I’m assuming the trigger has something to do with this, but can’t seem to find anything useful to get me moving in the right direction (Beam’s sample code is surprisingly small, especially for v2.1. 0.
My question:
- Is the behavior I want possible?
- If so, what am I missing? Is this approach at least on the right track?
- It would be great if someone could point me to a good source of sample code for various Beam pipeline use cases!

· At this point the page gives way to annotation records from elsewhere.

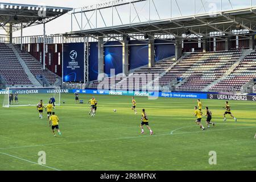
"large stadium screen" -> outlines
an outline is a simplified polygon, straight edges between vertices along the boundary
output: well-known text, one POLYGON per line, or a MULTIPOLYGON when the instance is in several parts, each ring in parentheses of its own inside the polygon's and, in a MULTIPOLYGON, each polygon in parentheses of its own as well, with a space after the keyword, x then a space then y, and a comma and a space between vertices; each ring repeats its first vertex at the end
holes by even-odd
POLYGON ((84 82, 84 43, 63 44, 63 81, 84 82))

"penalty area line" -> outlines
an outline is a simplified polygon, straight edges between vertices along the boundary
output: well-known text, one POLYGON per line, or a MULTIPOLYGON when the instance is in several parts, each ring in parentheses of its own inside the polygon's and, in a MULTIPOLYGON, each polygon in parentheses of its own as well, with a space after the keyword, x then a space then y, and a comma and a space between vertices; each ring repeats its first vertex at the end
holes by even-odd
POLYGON ((31 160, 27 160, 27 159, 24 159, 18 157, 16 156, 10 155, 10 154, 7 154, 7 153, 0 152, 0 154, 5 155, 9 156, 13 158, 15 158, 15 159, 19 159, 19 160, 21 160, 26 161, 26 162, 27 162, 28 163, 31 163, 31 164, 36 164, 36 165, 38 165, 38 166, 42 166, 42 167, 46 167, 46 168, 49 168, 49 169, 54 169, 55 171, 61 171, 60 169, 55 168, 52 167, 44 165, 44 164, 38 164, 37 163, 35 163, 34 162, 32 162, 32 161, 31 161, 31 160))
MULTIPOLYGON (((190 126, 189 127, 194 127, 190 126)), ((182 128, 188 127, 184 127, 182 128)), ((182 128, 177 129, 174 130, 171 132, 171 133, 168 134, 163 134, 155 135, 147 135, 147 136, 130 136, 130 137, 123 137, 123 138, 108 138, 108 139, 99 139, 99 140, 84 140, 84 141, 74 141, 74 142, 63 142, 63 143, 51 143, 51 144, 37 144, 34 146, 17 146, 17 147, 6 147, 6 148, 0 148, 0 150, 7 150, 7 149, 14 149, 14 148, 29 148, 29 147, 43 147, 47 146, 56 146, 56 145, 62 145, 62 144, 73 144, 73 143, 89 143, 89 142, 104 142, 104 141, 109 141, 109 140, 123 140, 123 139, 137 139, 137 138, 143 138, 144 137, 156 137, 156 136, 171 136, 175 135, 180 135, 180 134, 193 134, 197 133, 204 133, 205 132, 210 132, 210 131, 224 131, 224 130, 240 130, 240 129, 246 129, 250 128, 255 128, 256 126, 251 126, 251 127, 239 127, 239 128, 234 128, 234 129, 217 129, 217 130, 205 130, 205 131, 192 131, 192 132, 183 132, 183 133, 174 133, 175 131, 177 131, 179 129, 181 129, 182 128)), ((1 153, 0 153, 1 154, 1 153)))

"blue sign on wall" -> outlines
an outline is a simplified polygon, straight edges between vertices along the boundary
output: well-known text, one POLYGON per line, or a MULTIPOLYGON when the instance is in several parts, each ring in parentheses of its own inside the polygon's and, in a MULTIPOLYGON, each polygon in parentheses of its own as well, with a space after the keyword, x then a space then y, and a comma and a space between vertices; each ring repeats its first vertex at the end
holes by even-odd
POLYGON ((155 61, 175 55, 175 46, 168 42, 161 40, 155 41, 155 61))
POLYGON ((84 43, 63 44, 63 82, 84 82, 84 43))
POLYGON ((135 69, 148 64, 148 45, 145 44, 144 42, 131 40, 129 44, 130 69, 135 69), (135 44, 138 44, 136 46, 135 44), (141 45, 145 44, 145 45, 141 45))
POLYGON ((98 43, 90 42, 89 44, 89 80, 98 79, 98 43))

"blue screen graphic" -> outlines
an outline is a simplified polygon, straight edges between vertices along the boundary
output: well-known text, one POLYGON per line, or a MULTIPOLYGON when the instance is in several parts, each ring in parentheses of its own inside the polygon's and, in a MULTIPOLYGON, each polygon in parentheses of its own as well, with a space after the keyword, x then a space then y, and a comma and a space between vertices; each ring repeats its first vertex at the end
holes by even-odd
POLYGON ((63 82, 84 82, 84 43, 63 44, 63 82))
POLYGON ((130 69, 135 69, 148 64, 148 46, 145 42, 138 40, 130 42, 130 69), (138 44, 136 46, 136 44, 138 44), (144 45, 141 45, 144 44, 144 45))
POLYGON ((89 80, 98 79, 98 43, 90 42, 89 51, 89 80))
POLYGON ((169 43, 170 42, 164 40, 155 40, 155 61, 175 55, 175 47, 174 44, 169 43))
POLYGON ((110 76, 110 69, 115 69, 115 75, 122 72, 122 47, 119 42, 109 42, 104 47, 104 72, 110 76))

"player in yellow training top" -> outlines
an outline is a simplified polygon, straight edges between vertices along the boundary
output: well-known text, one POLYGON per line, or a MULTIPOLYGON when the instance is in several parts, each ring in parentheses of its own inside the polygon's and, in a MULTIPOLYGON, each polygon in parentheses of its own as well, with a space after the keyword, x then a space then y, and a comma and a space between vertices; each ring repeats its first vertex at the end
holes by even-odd
POLYGON ((200 100, 197 100, 197 107, 198 109, 201 111, 202 110, 202 102, 201 102, 200 100))
POLYGON ((39 112, 39 118, 43 118, 43 110, 44 108, 44 105, 43 104, 43 100, 40 100, 40 102, 36 105, 36 109, 38 110, 39 112))
POLYGON ((226 121, 226 114, 230 114, 230 116, 234 119, 235 122, 237 122, 237 119, 232 114, 231 114, 231 107, 229 105, 229 102, 226 101, 226 105, 225 106, 225 107, 223 107, 226 109, 226 111, 225 111, 224 114, 223 114, 223 115, 224 116, 224 119, 223 121, 226 121))
POLYGON ((203 126, 202 123, 201 123, 201 119, 202 119, 202 112, 201 112, 199 109, 197 109, 197 106, 195 106, 195 114, 194 115, 197 118, 196 120, 196 123, 200 125, 200 129, 202 130, 204 130, 205 128, 204 126, 203 126))
POLYGON ((59 120, 59 118, 57 115, 55 115, 55 112, 52 112, 52 115, 49 117, 49 125, 51 127, 51 121, 52 122, 52 130, 54 136, 56 136, 55 132, 54 131, 54 129, 57 130, 57 131, 59 133, 59 135, 61 135, 61 133, 60 133, 60 129, 59 129, 59 122, 60 122, 59 120))
POLYGON ((132 98, 132 102, 133 102, 133 106, 131 106, 131 109, 134 110, 135 114, 137 114, 137 111, 135 109, 136 107, 136 101, 134 99, 134 97, 131 97, 132 98))
POLYGON ((146 127, 150 130, 150 135, 153 135, 153 131, 152 131, 151 129, 148 125, 148 119, 147 118, 147 114, 145 113, 145 109, 142 109, 142 113, 141 113, 142 118, 141 118, 141 134, 144 133, 144 128, 143 125, 145 125, 146 127))
POLYGON ((96 101, 94 97, 93 97, 92 99, 90 99, 88 102, 87 102, 87 104, 90 103, 90 111, 88 115, 90 115, 90 114, 92 115, 90 117, 95 117, 95 102, 96 101))
POLYGON ((52 108, 53 108, 53 105, 51 104, 51 101, 49 101, 49 104, 46 105, 46 111, 47 111, 47 116, 49 119, 51 115, 52 115, 52 108))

Resources I’ve searched for without success :
- Beyond the World of Batching: Streaming 101 & 102
- “Complete” Examples from Beam Github
- Beam JavaDoc
Solution
First, window functions that need to merge elements between windows need to apply aggregation operations, such as GroupByKey or Combine. This is discussed in the Beam Programming Guide under Windowing Basics
Second, by default, PubSub (as you use) will assign a timestamp to an element based on when it was published. Since you have an explicit timestamp field, you may want to investigate publishing these elements using the timestamp attribute and using >withTimestampAttribute method Read them. This will use the timestamp property you published as the timestamp.